Most landscape photographers will agree that post-production is essential to the art, but while the debate of how far you should go is left to individual preferences, the question is how far you can go while maintaining the image’s believability.
A raw image straight out of the camera isn’t necessarily believable because of the flat appearance, yet a stunning sunrise that remains true to the setting may appear fake to your audience. So what is the key to crafting an edit that maintains believability? One technique is to identify strong sources of neutral tones — like clouds, water, fog, and snow — in the landscape to anchor the rest of the image.
During post-production purgatory, these neutral tones will serve as a visual root: if you over-saturate the image or push the white balance too far, the neutral tones will fall apart. On the other hand, by leaving neutral tones untouched, you can enjoy almost unlimited creative liberty.

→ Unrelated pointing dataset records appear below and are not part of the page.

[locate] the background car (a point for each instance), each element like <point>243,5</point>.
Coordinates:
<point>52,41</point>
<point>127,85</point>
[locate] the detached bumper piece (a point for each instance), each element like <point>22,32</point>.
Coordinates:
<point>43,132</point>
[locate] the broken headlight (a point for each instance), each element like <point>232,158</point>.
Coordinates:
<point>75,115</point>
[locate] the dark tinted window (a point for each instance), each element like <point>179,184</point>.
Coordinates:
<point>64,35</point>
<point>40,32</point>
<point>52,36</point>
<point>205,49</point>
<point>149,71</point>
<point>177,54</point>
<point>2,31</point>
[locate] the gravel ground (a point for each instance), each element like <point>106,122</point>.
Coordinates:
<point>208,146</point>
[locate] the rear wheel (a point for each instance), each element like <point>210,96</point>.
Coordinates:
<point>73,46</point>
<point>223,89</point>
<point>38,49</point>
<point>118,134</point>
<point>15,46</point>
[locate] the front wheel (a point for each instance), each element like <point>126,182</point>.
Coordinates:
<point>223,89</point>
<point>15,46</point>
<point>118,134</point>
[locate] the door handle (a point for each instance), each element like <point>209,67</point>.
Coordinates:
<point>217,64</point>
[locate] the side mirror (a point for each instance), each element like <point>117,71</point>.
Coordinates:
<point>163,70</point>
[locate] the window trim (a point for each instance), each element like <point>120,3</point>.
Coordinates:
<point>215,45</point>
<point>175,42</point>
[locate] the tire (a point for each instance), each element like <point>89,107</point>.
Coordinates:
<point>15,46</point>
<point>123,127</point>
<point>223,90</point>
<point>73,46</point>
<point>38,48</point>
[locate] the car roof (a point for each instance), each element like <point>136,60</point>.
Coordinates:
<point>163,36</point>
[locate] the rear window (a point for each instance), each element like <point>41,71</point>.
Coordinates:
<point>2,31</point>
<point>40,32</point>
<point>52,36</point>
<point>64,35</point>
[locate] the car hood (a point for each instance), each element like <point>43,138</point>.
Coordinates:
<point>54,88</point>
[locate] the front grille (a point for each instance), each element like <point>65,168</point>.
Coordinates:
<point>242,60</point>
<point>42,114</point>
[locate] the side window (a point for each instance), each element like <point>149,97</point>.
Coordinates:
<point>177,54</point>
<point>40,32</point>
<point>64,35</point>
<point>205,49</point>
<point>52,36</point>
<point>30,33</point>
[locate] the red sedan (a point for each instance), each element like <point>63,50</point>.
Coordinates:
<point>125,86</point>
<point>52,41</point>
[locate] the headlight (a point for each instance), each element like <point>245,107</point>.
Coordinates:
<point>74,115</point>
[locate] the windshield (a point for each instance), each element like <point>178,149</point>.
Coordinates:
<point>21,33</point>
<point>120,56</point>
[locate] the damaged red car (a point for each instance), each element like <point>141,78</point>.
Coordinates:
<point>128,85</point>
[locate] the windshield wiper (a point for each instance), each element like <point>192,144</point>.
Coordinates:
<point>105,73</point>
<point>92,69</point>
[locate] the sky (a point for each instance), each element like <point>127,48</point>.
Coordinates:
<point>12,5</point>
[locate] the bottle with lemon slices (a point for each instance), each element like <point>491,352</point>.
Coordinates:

That might sound dishonest, but this liberty is most powerful when you are trying to produce an edit that is faithful to the setting. After all, camera sensors are not the final word on integrity: dawn and dusk shoots tend to produce dramatic colors and lighting that can take days of post-production to accurately reproduce.
On your next shoot, keep an eye open for a good neutral source to include as a subject in your composition. As you shoot more fantastic landscapes, the neutral tones will provide a visual anchor that helps true-to-life colors burst with realism.